内容情報
労働裁判例から実務をひも解く形で、会社側の勝因・敗因となった事実認定のポイント、
会社が行った対応(労働時間管理・割増賃金に関する労務管理、証拠収集など)のポイントを解説する。
会社側から見た労務管理のポイントを効率よく押さえることができる。
裁判や裁判例に馴染みのない社会保険労務士や、労働分野に関心のある弁護士にもおすすめの一冊!
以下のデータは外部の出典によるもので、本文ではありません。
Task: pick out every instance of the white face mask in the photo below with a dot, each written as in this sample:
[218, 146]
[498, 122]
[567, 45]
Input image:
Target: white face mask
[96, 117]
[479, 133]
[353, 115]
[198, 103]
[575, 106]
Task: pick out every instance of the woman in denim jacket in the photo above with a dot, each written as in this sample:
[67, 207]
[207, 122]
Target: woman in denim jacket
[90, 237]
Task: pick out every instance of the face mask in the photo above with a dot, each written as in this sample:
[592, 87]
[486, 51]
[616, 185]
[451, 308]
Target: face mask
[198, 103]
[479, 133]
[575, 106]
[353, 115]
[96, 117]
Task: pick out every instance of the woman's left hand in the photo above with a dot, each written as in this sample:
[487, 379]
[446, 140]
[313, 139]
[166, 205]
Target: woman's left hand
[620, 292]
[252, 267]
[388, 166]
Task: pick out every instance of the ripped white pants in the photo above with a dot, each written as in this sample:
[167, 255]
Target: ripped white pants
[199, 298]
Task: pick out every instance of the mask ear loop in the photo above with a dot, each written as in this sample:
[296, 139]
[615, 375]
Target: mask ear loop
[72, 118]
初めての事業所に訪問するなどし、就業規則や給与形態を確認したときに、
社長や担当者に対して「裁判になると○○○となる可能性が高いですね」と説明できるための基本的な文献として役立つ。
(「はしがき」より抜粋)
残業代請求事件は、使用者側の主張が認められにくい事件といえるかもしれません。
とある方の言葉を借りれば、使用者側は「サンドバッグ状態」、つまり、
労働者の主張に対して有効な反論ができず、納得できないまま和解を求められ、
そして判決を言い渡されてしまうことが多々あると思われます。
また、社会保険労務士にとっては、著名な判例を除いては、
裁判所の判断自体に触れる機会が少ないものと思われます。
そのため、確立した判例法理(例えば整理解雇の4要素)については知識を有していても、
実際の裁判でどのような判断がされるのか、事実認定レベルの問題点まで踏まえた
労務サービスの提供を行うのは多大な労力を要するものと思われます。
そのため、そのような状況を少しでも改善できればと思い、構成も工夫しました。
その内容の一例を挙げれば、
・どのような資料から労働時間が認定されるのか
・残業の許可制はどのような制度を設定し運用すべきか
・判決で付加金の支払いを命じられたときはどう対処したら良いのか
等の疑問に対する裁判所の判断を掲載し、それらを訴訟活動及び労務管理の実務に
フィードバックしやすい形としています。
筆者は、労働基準監督官として3年間、厚生労働事務官として約4年間、
弁護士として約7年間、労働に関する問題に関わり、多数の経験があるとは言えませんが、
ユニークな事件に巡り会う機会には恵まれました。
例えば、タイムカード(正確には入退館記録)の記載の証明力を否定するために
商品のタグやクレジットカードの使用時刻を確認したり、
労働者の証明に対する間接反証として、他の従業員の労働時間を計測したりと、
訴訟活動への創意工夫は、ベテラン弁護士に劣らないだけの自負があります。
そして、本書執筆のために調査した裁判例をヒントに主張立証を行った結果、
裁判所に肯定的な判断をしてもらったこともあり、読者にとっても、
本書は同様の効果をもたらしてくれるものと期待しています。